I shrugged. “You know how men are. There's a big drama about it, but in a few days he'll be well again.” I said it as though I were any other wife, who had her husband home every day to get underfoot.

Mother blinked at me; she had never had a husband and had no idea what I meant. “He's very good-looking,” she said. “The man you married. Isn't he?”

“Yes.” I forced the words from my throat. “He is.”

She opened her mouth as if to say something else, then closed it and looked out the window again, the scratches visible on her neck.

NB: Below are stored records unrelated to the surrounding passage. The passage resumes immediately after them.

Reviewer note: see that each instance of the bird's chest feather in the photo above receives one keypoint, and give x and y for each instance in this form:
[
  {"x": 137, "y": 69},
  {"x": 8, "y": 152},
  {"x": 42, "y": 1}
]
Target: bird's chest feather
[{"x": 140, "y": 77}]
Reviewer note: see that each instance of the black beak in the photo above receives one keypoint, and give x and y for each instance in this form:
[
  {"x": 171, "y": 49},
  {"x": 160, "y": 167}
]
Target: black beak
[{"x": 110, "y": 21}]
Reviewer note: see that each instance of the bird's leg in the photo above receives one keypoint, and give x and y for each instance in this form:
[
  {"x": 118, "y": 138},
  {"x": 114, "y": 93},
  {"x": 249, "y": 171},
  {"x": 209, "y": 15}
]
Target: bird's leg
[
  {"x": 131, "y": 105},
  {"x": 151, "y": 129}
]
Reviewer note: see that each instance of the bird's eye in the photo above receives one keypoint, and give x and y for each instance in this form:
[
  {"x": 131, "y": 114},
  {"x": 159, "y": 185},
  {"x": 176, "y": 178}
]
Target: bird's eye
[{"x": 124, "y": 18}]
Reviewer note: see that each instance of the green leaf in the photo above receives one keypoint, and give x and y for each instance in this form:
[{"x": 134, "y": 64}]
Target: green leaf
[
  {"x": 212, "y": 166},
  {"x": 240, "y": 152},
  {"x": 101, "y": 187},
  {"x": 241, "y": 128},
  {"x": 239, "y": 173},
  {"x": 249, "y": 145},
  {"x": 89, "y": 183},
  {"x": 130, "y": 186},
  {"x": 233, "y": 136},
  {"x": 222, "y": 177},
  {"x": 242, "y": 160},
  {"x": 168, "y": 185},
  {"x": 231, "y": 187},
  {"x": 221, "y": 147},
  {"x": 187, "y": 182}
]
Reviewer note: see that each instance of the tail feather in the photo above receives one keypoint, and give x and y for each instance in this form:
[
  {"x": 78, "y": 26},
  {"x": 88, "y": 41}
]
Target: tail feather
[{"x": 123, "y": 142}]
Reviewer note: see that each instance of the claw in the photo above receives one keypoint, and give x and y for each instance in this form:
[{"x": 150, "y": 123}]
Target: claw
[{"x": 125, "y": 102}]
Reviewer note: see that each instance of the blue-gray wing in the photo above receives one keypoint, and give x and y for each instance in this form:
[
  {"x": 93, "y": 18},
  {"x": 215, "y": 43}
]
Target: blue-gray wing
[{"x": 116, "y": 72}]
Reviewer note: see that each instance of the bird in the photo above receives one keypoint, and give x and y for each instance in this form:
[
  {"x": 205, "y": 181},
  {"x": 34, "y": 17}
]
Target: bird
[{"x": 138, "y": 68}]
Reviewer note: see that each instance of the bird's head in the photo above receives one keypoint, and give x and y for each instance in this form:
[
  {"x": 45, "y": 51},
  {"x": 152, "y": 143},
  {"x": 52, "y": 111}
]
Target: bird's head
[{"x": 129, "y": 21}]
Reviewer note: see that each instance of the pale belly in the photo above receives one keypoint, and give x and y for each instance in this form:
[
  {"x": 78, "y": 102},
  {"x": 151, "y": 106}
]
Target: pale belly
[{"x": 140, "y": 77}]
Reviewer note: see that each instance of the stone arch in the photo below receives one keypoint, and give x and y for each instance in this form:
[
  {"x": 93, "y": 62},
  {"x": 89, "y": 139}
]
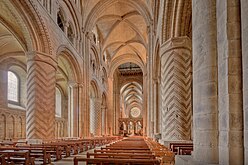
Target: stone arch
[
  {"x": 99, "y": 8},
  {"x": 67, "y": 55},
  {"x": 74, "y": 17},
  {"x": 119, "y": 61},
  {"x": 34, "y": 29}
]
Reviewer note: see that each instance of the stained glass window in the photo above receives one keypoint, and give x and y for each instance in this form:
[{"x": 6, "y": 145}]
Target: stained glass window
[
  {"x": 13, "y": 87},
  {"x": 58, "y": 103}
]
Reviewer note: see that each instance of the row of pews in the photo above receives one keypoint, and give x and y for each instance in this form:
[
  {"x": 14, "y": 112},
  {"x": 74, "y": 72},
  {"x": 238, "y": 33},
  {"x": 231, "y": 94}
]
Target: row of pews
[
  {"x": 181, "y": 148},
  {"x": 49, "y": 150},
  {"x": 132, "y": 150}
]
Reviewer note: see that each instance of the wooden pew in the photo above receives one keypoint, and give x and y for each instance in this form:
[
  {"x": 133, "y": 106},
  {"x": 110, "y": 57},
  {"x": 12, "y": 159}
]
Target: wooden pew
[
  {"x": 124, "y": 151},
  {"x": 102, "y": 161},
  {"x": 174, "y": 146},
  {"x": 184, "y": 150},
  {"x": 39, "y": 153},
  {"x": 120, "y": 155},
  {"x": 17, "y": 157}
]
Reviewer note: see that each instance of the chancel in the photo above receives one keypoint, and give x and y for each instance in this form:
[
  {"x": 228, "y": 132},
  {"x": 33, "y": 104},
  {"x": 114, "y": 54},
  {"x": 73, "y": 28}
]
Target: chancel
[{"x": 124, "y": 82}]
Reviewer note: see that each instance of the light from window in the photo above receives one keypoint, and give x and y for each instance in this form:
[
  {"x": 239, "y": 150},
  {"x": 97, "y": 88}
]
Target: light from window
[
  {"x": 60, "y": 21},
  {"x": 58, "y": 103},
  {"x": 12, "y": 87}
]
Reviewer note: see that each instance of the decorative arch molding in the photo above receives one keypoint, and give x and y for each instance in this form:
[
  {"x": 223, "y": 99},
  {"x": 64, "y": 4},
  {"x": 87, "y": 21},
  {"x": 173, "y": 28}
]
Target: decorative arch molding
[
  {"x": 66, "y": 53},
  {"x": 120, "y": 60},
  {"x": 176, "y": 19},
  {"x": 9, "y": 62},
  {"x": 130, "y": 80},
  {"x": 101, "y": 6},
  {"x": 40, "y": 40},
  {"x": 75, "y": 17},
  {"x": 133, "y": 105}
]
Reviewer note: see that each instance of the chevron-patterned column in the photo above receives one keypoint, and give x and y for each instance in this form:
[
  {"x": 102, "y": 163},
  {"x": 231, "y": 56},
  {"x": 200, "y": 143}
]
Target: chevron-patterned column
[
  {"x": 40, "y": 115},
  {"x": 95, "y": 116},
  {"x": 176, "y": 81}
]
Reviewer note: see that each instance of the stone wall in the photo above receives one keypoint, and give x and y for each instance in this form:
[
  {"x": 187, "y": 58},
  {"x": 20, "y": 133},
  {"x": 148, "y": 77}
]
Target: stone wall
[
  {"x": 12, "y": 123},
  {"x": 244, "y": 32}
]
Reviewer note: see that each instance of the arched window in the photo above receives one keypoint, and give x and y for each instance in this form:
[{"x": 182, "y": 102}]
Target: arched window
[
  {"x": 58, "y": 106},
  {"x": 13, "y": 87},
  {"x": 60, "y": 20}
]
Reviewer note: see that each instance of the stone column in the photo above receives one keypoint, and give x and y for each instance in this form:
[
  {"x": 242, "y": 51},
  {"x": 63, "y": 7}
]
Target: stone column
[
  {"x": 95, "y": 116},
  {"x": 41, "y": 80},
  {"x": 176, "y": 81},
  {"x": 103, "y": 118},
  {"x": 244, "y": 21},
  {"x": 81, "y": 111},
  {"x": 3, "y": 85},
  {"x": 230, "y": 82},
  {"x": 205, "y": 82}
]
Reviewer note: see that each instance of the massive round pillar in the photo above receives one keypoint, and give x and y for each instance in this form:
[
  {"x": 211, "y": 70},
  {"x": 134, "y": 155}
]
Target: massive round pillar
[
  {"x": 205, "y": 81},
  {"x": 176, "y": 81},
  {"x": 41, "y": 80}
]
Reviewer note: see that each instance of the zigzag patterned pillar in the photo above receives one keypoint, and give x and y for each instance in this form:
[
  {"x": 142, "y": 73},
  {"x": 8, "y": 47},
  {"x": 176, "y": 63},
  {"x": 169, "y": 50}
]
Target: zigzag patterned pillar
[
  {"x": 176, "y": 82},
  {"x": 40, "y": 115},
  {"x": 95, "y": 116}
]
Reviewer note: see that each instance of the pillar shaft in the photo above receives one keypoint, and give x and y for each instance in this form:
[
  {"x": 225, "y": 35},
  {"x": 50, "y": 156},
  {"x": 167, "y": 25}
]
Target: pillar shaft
[
  {"x": 176, "y": 83},
  {"x": 95, "y": 116},
  {"x": 244, "y": 21},
  {"x": 40, "y": 115},
  {"x": 3, "y": 85}
]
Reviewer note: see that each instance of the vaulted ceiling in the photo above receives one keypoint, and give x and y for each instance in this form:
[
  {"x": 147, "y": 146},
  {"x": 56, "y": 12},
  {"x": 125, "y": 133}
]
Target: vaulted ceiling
[{"x": 120, "y": 27}]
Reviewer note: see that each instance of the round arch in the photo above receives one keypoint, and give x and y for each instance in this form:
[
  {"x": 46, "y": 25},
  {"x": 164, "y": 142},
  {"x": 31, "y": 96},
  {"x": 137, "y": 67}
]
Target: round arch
[
  {"x": 66, "y": 53},
  {"x": 100, "y": 7},
  {"x": 119, "y": 61}
]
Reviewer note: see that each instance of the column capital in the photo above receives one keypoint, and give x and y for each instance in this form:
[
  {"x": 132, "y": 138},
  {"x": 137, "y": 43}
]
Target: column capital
[
  {"x": 73, "y": 84},
  {"x": 42, "y": 57},
  {"x": 183, "y": 42}
]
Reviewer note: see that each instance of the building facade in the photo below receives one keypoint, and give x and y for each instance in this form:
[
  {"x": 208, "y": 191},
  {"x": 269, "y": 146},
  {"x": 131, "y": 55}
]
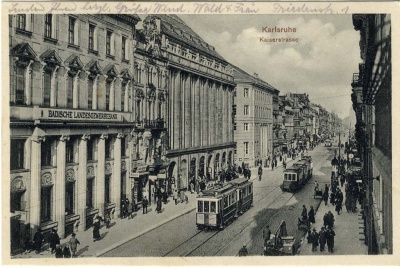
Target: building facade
[
  {"x": 65, "y": 165},
  {"x": 253, "y": 119},
  {"x": 371, "y": 98},
  {"x": 199, "y": 99}
]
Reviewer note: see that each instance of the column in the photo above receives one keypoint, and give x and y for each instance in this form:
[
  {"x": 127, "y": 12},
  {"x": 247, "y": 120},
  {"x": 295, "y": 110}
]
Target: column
[
  {"x": 116, "y": 176},
  {"x": 53, "y": 97},
  {"x": 59, "y": 185},
  {"x": 100, "y": 178},
  {"x": 94, "y": 96},
  {"x": 81, "y": 181},
  {"x": 34, "y": 208},
  {"x": 75, "y": 91}
]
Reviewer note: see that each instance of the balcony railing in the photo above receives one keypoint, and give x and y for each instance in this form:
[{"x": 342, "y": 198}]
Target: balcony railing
[{"x": 150, "y": 124}]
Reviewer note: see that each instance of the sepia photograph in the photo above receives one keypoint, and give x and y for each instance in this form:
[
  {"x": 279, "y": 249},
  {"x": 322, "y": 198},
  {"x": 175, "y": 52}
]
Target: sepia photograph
[{"x": 199, "y": 130}]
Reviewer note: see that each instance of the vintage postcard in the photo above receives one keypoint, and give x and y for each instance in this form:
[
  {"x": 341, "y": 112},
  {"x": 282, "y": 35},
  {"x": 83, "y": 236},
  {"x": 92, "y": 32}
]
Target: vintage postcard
[{"x": 199, "y": 133}]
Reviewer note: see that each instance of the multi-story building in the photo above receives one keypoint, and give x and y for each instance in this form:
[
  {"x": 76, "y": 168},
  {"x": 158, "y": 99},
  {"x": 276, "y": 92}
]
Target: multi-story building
[
  {"x": 253, "y": 119},
  {"x": 70, "y": 119},
  {"x": 372, "y": 103},
  {"x": 199, "y": 99}
]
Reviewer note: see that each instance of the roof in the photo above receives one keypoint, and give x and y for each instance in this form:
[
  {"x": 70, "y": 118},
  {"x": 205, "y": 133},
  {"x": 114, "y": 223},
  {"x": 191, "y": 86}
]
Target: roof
[
  {"x": 241, "y": 75},
  {"x": 175, "y": 27}
]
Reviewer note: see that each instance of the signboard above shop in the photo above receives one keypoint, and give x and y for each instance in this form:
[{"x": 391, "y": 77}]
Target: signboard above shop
[{"x": 77, "y": 115}]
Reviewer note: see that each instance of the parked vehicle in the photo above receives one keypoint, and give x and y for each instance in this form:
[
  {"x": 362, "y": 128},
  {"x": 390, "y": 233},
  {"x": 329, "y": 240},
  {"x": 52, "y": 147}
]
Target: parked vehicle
[
  {"x": 281, "y": 244},
  {"x": 221, "y": 204}
]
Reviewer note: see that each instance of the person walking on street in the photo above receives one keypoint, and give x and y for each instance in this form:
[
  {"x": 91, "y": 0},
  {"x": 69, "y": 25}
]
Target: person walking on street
[
  {"x": 311, "y": 215},
  {"x": 54, "y": 239},
  {"x": 322, "y": 239},
  {"x": 74, "y": 242},
  {"x": 330, "y": 239},
  {"x": 38, "y": 241},
  {"x": 145, "y": 202},
  {"x": 314, "y": 240},
  {"x": 159, "y": 205},
  {"x": 243, "y": 251},
  {"x": 66, "y": 251},
  {"x": 176, "y": 196},
  {"x": 96, "y": 229},
  {"x": 59, "y": 251}
]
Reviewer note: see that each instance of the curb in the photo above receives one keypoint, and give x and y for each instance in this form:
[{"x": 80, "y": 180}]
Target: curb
[{"x": 139, "y": 234}]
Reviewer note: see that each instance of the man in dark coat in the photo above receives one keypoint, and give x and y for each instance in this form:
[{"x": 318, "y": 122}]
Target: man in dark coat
[
  {"x": 322, "y": 239},
  {"x": 38, "y": 240},
  {"x": 311, "y": 215},
  {"x": 330, "y": 239},
  {"x": 314, "y": 237},
  {"x": 54, "y": 239},
  {"x": 59, "y": 251}
]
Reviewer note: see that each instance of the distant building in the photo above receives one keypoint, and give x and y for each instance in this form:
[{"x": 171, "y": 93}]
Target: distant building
[{"x": 372, "y": 99}]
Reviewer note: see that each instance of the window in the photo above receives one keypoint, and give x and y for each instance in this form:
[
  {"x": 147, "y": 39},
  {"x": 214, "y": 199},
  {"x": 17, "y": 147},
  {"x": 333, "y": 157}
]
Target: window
[
  {"x": 45, "y": 204},
  {"x": 69, "y": 198},
  {"x": 21, "y": 21},
  {"x": 108, "y": 42},
  {"x": 20, "y": 85},
  {"x": 90, "y": 150},
  {"x": 17, "y": 154},
  {"x": 48, "y": 25},
  {"x": 123, "y": 147},
  {"x": 108, "y": 87},
  {"x": 89, "y": 193},
  {"x": 90, "y": 92},
  {"x": 246, "y": 110},
  {"x": 73, "y": 31},
  {"x": 46, "y": 152},
  {"x": 69, "y": 151},
  {"x": 213, "y": 207},
  {"x": 47, "y": 87},
  {"x": 199, "y": 206},
  {"x": 206, "y": 206},
  {"x": 107, "y": 199},
  {"x": 124, "y": 48},
  {"x": 108, "y": 148},
  {"x": 70, "y": 91},
  {"x": 92, "y": 38},
  {"x": 246, "y": 92},
  {"x": 16, "y": 202}
]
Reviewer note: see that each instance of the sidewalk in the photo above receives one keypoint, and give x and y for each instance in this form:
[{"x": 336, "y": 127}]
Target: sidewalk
[
  {"x": 349, "y": 239},
  {"x": 122, "y": 230}
]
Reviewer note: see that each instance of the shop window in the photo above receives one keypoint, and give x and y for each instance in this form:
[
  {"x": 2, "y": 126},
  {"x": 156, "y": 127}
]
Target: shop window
[
  {"x": 199, "y": 206},
  {"x": 206, "y": 206},
  {"x": 17, "y": 154},
  {"x": 46, "y": 157},
  {"x": 89, "y": 193},
  {"x": 107, "y": 198},
  {"x": 46, "y": 204},
  {"x": 69, "y": 198}
]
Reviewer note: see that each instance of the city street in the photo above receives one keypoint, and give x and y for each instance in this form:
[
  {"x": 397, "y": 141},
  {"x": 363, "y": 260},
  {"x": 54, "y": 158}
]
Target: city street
[{"x": 180, "y": 237}]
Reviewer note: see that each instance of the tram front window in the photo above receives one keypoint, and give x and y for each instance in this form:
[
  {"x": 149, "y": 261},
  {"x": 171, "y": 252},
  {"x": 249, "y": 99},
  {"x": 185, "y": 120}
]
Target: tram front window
[
  {"x": 206, "y": 206},
  {"x": 213, "y": 209}
]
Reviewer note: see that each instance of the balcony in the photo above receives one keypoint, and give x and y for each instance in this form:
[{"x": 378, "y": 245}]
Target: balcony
[{"x": 150, "y": 124}]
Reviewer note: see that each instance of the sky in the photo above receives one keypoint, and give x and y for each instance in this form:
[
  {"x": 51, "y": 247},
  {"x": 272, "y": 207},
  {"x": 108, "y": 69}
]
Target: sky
[{"x": 321, "y": 63}]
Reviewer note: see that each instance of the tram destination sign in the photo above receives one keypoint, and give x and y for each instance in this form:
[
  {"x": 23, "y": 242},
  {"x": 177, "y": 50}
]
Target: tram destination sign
[{"x": 79, "y": 115}]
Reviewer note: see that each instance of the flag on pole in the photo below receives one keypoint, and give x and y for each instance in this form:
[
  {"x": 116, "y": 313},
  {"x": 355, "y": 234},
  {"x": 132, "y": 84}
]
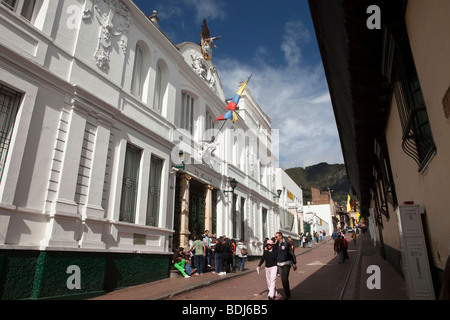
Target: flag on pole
[{"x": 232, "y": 106}]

I waited. The mention of Alex, the pretense that he was outside in the motorcar and not dead these three years, hit me with a stab of pain. I wondered if that pain was my destiny, if it would ever ease. In a sharp slice of self-hatred I wished I could change places with Mother, who did not know there had been a war, did not know Alex had jumped from his airplane and disappeared. Even though she groped for the line between fact and fiction like a blind man gropes through a room, still she thought that if I said Alex waited in the motorcar, then he must be there: alive and vibrant, the brim of his hat pulled down over his handsome forehead as he leaned back in the seat, wearing an overcoat and a pair of leather driving gloves I'd bought him for Christmas, dabbing his nose with a handkerchief pulled from his pocket. For Mother, it could be real.

“That skirt,” Mother said, turning back to me again. “It's plaid. So
unbecoming. And that cardigan. You should dress more nicely for him.”

Reflexively, my hand smoothed my skirt in my lap. For three years, I hadn't cared how I dressed. “Alex likes how I look.”

“No man likes that,” Mother said, and for a single moment the Lady of the Manor was gone and Nell Christopher stared at me. “It isn't enough just to
marry
the man, Joanna. You have to
keep
him.”

“I
did
keep him,” I protested, the words out of my mouth before I could remember I was arguing with a madwoman. “He loved me. He was mine.” Until he wasn't. Not ever again.